Feb 1, 2017
There was a time when hospital supply chain leaders were in charge of ordering products and making sure those products were kept in stock. Those days are over. Increasingly, supply chain managers are tasked with a range of responsibilities relating to the cost, quality and outcomes of the healthcare delivered in their hospitals. To meet these demands, they can only succeed by having access to reliable business intelligence (BI). Here are four ways providers can use healthcare BI to bring efficiency and savings to the hospital supply chain.
- Building a Stronger, More Consistent Supply Chain
This is the low-hanging fruit for BI and its potential benefit for supply chain. As this post from American Sentinel University explains, “BI becomes the logical tool to enable real-time analysis so businesses can react to the sudden changes in demand, delivery conditions, and webs of suppliers and customers that all interact.”
- Supporting a Sustainability Initiative
Hospitals are trending toward environmentally friendly products, but how do you know which ones fit the bill and by how much?
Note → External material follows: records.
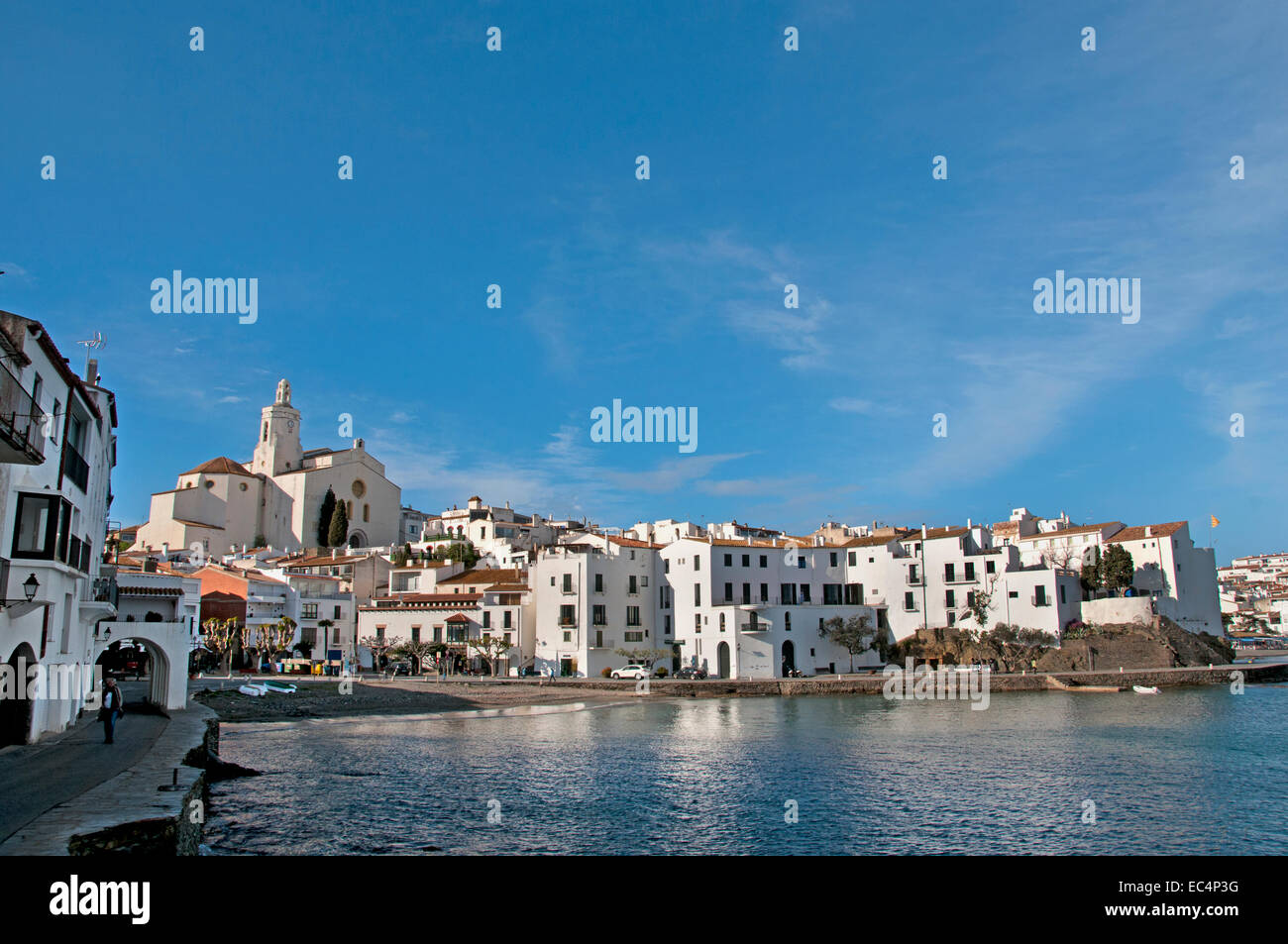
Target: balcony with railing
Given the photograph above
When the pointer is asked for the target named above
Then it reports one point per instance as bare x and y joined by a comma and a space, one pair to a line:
22, 423
104, 590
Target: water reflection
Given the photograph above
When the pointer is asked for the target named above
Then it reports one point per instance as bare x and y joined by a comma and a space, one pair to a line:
1192, 771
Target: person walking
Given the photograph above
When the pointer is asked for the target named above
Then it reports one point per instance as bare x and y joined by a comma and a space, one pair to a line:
110, 710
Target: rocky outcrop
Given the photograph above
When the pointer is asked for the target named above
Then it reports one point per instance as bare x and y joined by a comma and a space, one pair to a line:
1159, 644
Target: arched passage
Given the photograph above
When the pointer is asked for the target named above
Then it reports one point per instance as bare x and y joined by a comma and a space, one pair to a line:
16, 707
154, 669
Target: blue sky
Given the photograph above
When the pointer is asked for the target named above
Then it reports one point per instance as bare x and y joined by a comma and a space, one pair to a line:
768, 166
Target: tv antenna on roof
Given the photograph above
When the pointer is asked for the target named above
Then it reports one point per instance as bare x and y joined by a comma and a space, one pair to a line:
91, 344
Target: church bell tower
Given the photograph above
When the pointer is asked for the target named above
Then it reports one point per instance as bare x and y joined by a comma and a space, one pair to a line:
278, 446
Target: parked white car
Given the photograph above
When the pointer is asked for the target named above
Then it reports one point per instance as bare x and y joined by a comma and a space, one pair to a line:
635, 670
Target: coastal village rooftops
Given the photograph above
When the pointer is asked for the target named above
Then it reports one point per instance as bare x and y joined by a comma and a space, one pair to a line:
631, 543
424, 601
326, 561
1137, 532
875, 540
198, 524
934, 533
487, 576
220, 465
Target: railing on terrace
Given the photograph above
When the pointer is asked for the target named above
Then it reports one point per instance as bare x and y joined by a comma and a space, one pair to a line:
106, 590
22, 423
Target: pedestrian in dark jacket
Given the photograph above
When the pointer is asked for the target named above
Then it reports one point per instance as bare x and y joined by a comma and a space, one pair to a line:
110, 710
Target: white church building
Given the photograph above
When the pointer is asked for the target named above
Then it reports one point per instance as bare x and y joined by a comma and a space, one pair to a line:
275, 497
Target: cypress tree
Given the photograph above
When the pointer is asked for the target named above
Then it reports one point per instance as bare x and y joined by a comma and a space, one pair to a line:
339, 531
325, 518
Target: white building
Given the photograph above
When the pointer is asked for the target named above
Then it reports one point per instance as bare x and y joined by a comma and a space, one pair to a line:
56, 451
476, 604
277, 496
593, 595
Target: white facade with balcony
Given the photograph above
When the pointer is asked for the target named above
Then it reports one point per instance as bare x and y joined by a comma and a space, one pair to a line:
56, 451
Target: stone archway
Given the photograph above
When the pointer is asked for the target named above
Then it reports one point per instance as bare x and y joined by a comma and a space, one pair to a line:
16, 707
789, 657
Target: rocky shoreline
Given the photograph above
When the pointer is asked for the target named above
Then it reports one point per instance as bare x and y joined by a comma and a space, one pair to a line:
413, 697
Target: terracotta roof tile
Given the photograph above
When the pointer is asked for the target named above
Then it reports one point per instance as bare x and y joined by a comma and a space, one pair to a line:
222, 465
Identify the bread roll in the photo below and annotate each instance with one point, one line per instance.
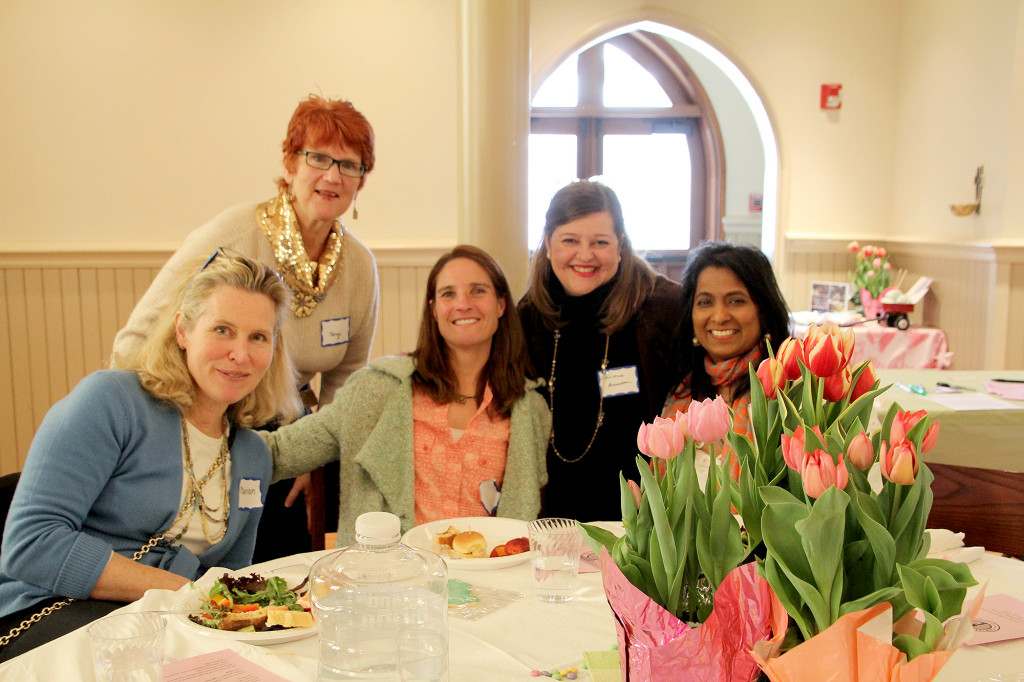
(289, 619)
(469, 545)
BI can help supply chain leaders quickly and easily assess the sustainability of any given product.“Instead of wrestling with raw data, decision makers can ask questions about the performance of particular (product) lines, the potential cost and environmental impact trade-offs of different shipping methods, or the labor law compliance history of different suppliers,” according to that same American Sentinel University post.
- Aiding in Value Analysis
Hospital supply chain leaders could also harness BI to aid in value analysis—helping them determine the true cost of one suture over another, for example.
- Managing Physician Preference Items
Physician preference items can eat up to 60 percent of a hospital’s supply chain budget, but there’s nothing easy about driving down those costs. It can be an expensive, complicated and sometimes futile experience discussing these items with the physicians who use them. What can help? Being armed with the BI to support the changes you’d like physicians to make.